噂のこともあって、ほとんど確信に近い疑念は持っていたけれど、やはり本人の口から改めて聞いてもその実態はよく分からない。俺が観測している限りではこの手の人は初めてだし、俺はそんなことを思ったこともないし、イマイチ要領はわからない。
さぞ今まで生きづらかっただろう。その生きづらさを胸に抱えながら、自分の力でここまで実際に行動に移したその決意と行動力には敬意すら抱く。でも、それで水瀬さんは満足なのだろうか? 今の教室の空気を肌で感じていると、他人からあんな風に陰口を言われるのが水瀬さんのしたかったこととは到底思えない。
たしかに水瀬さんは、自分を変える力は持っているのかもしれない。でもその力が自分より外、クラス全体にまで通用するかはまだわからない。

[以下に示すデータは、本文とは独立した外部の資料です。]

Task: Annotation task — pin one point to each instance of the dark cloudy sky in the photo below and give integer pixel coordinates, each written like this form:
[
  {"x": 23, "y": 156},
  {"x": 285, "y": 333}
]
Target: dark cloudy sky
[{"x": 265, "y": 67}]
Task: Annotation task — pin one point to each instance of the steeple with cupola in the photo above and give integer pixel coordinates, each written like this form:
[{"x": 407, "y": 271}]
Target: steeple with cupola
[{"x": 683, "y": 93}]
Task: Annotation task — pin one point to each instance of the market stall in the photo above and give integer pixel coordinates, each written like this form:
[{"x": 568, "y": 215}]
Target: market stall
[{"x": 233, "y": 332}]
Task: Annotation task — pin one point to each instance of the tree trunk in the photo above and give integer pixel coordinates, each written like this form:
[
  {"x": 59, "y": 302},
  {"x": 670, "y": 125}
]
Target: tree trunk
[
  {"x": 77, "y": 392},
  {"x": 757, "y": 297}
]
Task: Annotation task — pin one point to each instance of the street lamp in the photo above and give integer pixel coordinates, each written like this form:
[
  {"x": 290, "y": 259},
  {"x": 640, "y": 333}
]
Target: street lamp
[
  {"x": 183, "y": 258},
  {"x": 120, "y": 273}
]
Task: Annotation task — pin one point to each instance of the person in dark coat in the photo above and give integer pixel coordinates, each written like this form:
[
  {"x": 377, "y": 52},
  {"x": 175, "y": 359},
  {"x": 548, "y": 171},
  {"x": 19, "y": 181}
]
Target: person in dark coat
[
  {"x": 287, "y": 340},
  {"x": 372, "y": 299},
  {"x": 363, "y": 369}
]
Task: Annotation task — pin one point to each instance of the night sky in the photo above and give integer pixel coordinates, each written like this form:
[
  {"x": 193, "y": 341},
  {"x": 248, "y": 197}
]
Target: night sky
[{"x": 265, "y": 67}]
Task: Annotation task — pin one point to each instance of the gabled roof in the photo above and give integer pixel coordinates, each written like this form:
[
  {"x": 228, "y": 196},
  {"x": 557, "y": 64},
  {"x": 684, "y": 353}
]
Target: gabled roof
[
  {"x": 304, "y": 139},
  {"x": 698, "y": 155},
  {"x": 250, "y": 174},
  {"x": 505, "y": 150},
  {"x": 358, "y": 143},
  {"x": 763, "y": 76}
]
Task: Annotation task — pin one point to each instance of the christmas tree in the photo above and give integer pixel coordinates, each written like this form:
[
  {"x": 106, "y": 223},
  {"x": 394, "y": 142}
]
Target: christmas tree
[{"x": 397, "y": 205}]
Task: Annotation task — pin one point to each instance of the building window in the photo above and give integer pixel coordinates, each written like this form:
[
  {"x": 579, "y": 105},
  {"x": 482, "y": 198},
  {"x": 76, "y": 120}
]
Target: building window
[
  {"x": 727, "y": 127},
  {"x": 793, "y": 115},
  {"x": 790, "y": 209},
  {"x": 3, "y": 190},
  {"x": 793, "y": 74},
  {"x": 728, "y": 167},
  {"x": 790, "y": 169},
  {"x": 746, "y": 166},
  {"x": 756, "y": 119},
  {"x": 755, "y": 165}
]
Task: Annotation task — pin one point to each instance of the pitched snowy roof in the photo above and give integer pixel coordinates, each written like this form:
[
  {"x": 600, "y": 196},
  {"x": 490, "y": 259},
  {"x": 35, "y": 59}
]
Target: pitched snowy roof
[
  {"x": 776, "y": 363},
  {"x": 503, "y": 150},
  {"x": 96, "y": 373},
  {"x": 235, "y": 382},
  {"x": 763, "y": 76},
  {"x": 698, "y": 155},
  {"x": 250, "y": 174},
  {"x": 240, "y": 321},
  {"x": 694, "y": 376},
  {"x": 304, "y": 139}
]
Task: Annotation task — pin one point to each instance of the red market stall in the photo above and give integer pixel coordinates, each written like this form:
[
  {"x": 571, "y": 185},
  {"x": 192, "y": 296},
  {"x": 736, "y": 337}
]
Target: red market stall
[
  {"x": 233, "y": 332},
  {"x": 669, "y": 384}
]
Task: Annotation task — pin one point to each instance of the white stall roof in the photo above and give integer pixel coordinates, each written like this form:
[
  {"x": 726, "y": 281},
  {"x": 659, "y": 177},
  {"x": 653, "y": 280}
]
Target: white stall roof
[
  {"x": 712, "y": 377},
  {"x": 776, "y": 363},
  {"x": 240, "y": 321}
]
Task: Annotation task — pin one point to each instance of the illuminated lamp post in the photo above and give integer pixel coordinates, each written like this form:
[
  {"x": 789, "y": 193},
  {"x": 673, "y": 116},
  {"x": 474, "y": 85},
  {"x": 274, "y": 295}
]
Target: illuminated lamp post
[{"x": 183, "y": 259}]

俺はそれが怖くてたまらない。いつかここまでできた水瀬さんが他人の感情一つで傷ついてしまうのではないか。なんなら俺はその片鱗を痴漢という最悪の形で一度見てしまっている。だから必要以上に心配に思うんだろうな。
俺の前を歩く水瀬さんを見ているとどうしてもそんな心配がわいてくる。だけどそれを口にするのは水瀬さんに踏み込みすぎているように思えて黙っておいた。
「じゃあ、また今度」
「あ、うん」
昇降口で下駄箱を前にして水瀬さんは短く言い残して颯爽と校舎の外へ消えていってしまった。電車の時間までもう少しあるし、同じ駅へこれから向かうのに、今そんな挨拶をしちゃうと駅で鉢合わせたとき気まずいんじゃないかと思ったが、その日、駅構内どこを見ても水瀬さんの姿はなかった。